Housing starts fell to their lowest levels since the early 1990s in November as builders looked to adjust to an extended crisis in the U.S. housing and mortgage markets. According to data released Tuesday by the Commerce Department, total starts dropped by 3.7 percent last month to a seasonally adjusted annual rate of 1.187 million units — 24 percent below year-ago levels. Single-family housing starts in November were at a rate of 829,000, the lowest such reading since April 1991. Total permits fell 1.5 percent on a monthly comparison basis to 1.152 million, the Commerce Department said; single-family permits in November dropped more sharply, registering a 5.6 percent drop in November. Completions fell 4.1 percent to a seasonally adjusted annual rate of 1.344 million. HW readers likely know that a retrenching in housing starts is a critical part in getting through the current industry downturn, which in some ways makes today’s report better news than if starts had actually increased — there is at least some acknowledgement of the problem, and a drop in permit activity suggests that builders are finally voting with their wallets to slow down the pace of building in an attempt to better match market conditions.

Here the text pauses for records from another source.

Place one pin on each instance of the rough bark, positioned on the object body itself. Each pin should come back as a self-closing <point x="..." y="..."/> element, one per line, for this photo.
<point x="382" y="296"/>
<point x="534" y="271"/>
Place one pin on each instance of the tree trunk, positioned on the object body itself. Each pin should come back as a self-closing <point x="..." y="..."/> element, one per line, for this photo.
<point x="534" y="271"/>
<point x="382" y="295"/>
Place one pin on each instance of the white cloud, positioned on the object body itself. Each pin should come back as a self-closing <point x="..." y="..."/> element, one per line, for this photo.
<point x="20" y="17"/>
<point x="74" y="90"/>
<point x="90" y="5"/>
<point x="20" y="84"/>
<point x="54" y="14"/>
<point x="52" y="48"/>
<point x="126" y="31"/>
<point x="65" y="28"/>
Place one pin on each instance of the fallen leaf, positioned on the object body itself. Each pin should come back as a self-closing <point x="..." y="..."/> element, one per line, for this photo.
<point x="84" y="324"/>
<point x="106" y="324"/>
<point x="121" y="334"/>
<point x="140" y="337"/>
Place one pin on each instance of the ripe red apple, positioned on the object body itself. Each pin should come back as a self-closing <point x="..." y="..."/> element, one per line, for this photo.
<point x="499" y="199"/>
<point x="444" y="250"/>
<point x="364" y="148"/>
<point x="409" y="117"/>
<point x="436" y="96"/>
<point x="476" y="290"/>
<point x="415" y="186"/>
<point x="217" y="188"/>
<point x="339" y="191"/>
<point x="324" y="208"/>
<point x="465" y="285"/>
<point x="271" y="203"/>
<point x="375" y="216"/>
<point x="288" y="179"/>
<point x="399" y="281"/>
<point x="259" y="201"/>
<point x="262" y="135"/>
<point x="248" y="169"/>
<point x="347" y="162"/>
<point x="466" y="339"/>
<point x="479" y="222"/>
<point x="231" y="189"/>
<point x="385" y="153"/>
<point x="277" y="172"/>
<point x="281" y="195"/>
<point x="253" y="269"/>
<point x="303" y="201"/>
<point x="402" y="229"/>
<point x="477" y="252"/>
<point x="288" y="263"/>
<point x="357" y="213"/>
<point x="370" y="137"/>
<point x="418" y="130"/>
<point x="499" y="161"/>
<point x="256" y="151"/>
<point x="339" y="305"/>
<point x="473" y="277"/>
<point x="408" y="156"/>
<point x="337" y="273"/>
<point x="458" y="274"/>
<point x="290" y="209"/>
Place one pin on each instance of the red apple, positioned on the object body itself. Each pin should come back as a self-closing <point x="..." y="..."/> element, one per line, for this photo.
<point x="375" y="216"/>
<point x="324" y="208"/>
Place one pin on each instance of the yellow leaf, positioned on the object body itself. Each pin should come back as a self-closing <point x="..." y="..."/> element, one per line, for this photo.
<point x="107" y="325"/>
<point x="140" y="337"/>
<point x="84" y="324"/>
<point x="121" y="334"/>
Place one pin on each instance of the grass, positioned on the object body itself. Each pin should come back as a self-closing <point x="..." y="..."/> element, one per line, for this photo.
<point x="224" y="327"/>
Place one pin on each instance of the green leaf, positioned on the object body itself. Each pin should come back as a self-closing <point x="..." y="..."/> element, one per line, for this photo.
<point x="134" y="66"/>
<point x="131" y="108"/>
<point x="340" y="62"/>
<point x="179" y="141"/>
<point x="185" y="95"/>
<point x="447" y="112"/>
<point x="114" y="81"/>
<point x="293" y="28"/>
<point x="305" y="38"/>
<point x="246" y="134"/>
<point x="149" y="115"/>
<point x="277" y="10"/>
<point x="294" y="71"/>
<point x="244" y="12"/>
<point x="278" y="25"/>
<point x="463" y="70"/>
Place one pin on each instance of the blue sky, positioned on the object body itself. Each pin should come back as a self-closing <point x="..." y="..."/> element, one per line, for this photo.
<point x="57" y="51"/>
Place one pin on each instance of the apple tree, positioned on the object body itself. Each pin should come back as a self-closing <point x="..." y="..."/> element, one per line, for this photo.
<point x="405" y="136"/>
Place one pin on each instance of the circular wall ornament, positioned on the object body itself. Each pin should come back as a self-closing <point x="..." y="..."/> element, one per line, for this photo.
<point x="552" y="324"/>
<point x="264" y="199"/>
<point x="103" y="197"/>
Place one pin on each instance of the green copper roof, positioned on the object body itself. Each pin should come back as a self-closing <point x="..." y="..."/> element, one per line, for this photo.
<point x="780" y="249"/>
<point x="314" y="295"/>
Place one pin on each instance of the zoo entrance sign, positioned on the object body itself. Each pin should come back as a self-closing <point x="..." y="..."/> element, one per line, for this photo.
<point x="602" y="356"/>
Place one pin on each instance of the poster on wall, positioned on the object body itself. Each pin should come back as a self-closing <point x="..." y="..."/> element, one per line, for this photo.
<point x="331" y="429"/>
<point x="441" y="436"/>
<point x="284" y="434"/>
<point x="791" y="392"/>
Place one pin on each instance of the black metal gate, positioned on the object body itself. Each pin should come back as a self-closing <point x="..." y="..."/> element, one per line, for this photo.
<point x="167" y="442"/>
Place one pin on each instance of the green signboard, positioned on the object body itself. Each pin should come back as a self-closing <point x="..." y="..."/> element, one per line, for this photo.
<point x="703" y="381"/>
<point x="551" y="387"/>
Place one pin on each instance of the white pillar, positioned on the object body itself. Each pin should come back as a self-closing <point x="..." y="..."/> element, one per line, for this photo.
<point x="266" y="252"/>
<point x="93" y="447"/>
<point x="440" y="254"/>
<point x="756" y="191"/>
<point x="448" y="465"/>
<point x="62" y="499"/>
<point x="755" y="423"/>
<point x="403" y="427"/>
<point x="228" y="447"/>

Calculated Risk takes a look at the numbers, and concludes that while the starts report is a step in the right direction, its not nearly enough:
Even with single family starts at the lowest level since the ’91 recession, when you look at inventories and new home sales, the builders are still starting too many homes. I expect starts to continue to decline over the next several months.
I’d expect as well to see completions fall off a cliff in the next quarter or so, and as a result, take a good chunk of residential construction employment with it.